Девица в углу, с которой он не спускал глаз, подала ему знак.

- Извини, Генри, - сказал он, - наконец-то, - и помчался на зов.

События приняли драматический оборот, когда начал регулярно заходить Артур Реймонд. Он обычно появлялся в сопровождении своего закадычного дружка Спада Джейсона и его пассии Аламеды. Артур Реймонд ничего так не любил, как споры и диспуты, и, если была возможность, завершал их, свалив оппонента борцовским приемом на пол. Для него не было большего удовольствия, чем вывернуть или вывихнуть кому-нибудь руку. Его идолом был Джим Дрисколл, который позже перешел в профессионалы. Джим Дрисколл когда-то учился на органиста, может, поэтому Артур так обожал его.
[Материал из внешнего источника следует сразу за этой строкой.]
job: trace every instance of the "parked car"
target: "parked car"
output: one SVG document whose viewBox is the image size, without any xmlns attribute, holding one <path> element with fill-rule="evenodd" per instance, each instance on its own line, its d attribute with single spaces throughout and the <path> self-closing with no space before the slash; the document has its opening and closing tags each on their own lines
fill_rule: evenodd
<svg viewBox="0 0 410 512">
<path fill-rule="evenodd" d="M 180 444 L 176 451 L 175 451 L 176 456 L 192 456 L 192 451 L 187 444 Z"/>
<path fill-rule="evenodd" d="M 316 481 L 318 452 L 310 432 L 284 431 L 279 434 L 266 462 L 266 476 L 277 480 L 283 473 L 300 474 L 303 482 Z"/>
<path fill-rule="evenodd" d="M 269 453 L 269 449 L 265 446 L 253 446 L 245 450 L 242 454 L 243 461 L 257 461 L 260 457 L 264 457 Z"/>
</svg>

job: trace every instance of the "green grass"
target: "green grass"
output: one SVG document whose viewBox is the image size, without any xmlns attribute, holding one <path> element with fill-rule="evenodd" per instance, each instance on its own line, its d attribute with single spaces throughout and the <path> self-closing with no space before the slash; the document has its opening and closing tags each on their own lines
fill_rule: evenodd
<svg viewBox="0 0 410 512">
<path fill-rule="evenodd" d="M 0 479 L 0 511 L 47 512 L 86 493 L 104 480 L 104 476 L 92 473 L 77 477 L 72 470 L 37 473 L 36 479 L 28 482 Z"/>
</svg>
Как я уже сказал, Артур Реймонд всегда кого-нибудь задирал. Если не удавалось вовлечь других в спор или дискуссию, он возвращался к своему дружку Спаду Джейсону. Этот последний был настоящим богемным типом. Превосходный художник, Спад гробил свой талант. Он всегда готов был бросить работу, едва к тому представлялся малейший повод. Место ему было в свинарнике, где он валялся бы в грязи с этой язвой Аламедой. К нему можно было постучаться в любое время дня и ночи. Он прекрасно готовил, всегда был в отличном настроении и готов откликнуться на любое, даже самое фантастическое предложение. К тому же всегда имел при себе немного наличных и с готовностью давал в долг.
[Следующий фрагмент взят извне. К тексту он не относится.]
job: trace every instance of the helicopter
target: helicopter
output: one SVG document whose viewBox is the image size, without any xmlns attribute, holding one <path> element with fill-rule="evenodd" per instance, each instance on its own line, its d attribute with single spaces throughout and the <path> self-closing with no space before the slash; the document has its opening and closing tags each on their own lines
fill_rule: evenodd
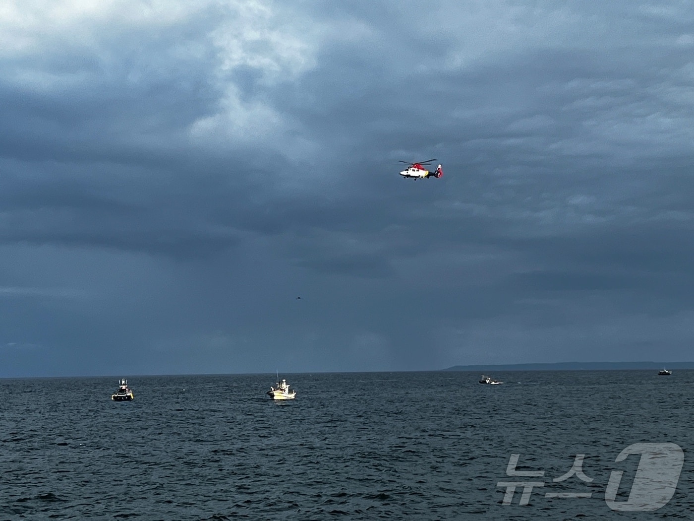
<svg viewBox="0 0 694 521">
<path fill-rule="evenodd" d="M 441 169 L 441 165 L 439 165 L 434 172 L 429 172 L 429 170 L 425 167 L 432 161 L 435 160 L 436 158 L 434 159 L 428 159 L 426 161 L 418 161 L 418 163 L 400 161 L 400 163 L 404 163 L 405 165 L 409 165 L 407 169 L 403 170 L 400 174 L 405 179 L 409 177 L 414 179 L 415 181 L 419 179 L 425 179 L 428 177 L 436 177 L 438 179 L 443 175 L 443 170 Z"/>
</svg>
Мону ничуть не интересовал Спад Джейсон. «Испанскую сучку» же, как она именовала Аламеду, просто ненавидела. Однако они, когда появлялись, всегда приводили с собой троих или четверых человек. Некоторые посетители обычно уходили, завидев эту банду, - Тони Маурер, например, Мануэль Зигфрид и Седрик Росс. Каччикаччи и Тревельян, напротив, встречали их с распростертыми объятиями, поскольку могли рассчитывать выпить и закусить на дармовщинку. Кроме того, они обожали спорить да дискутировать. Это доставляло им огромное удовольствие.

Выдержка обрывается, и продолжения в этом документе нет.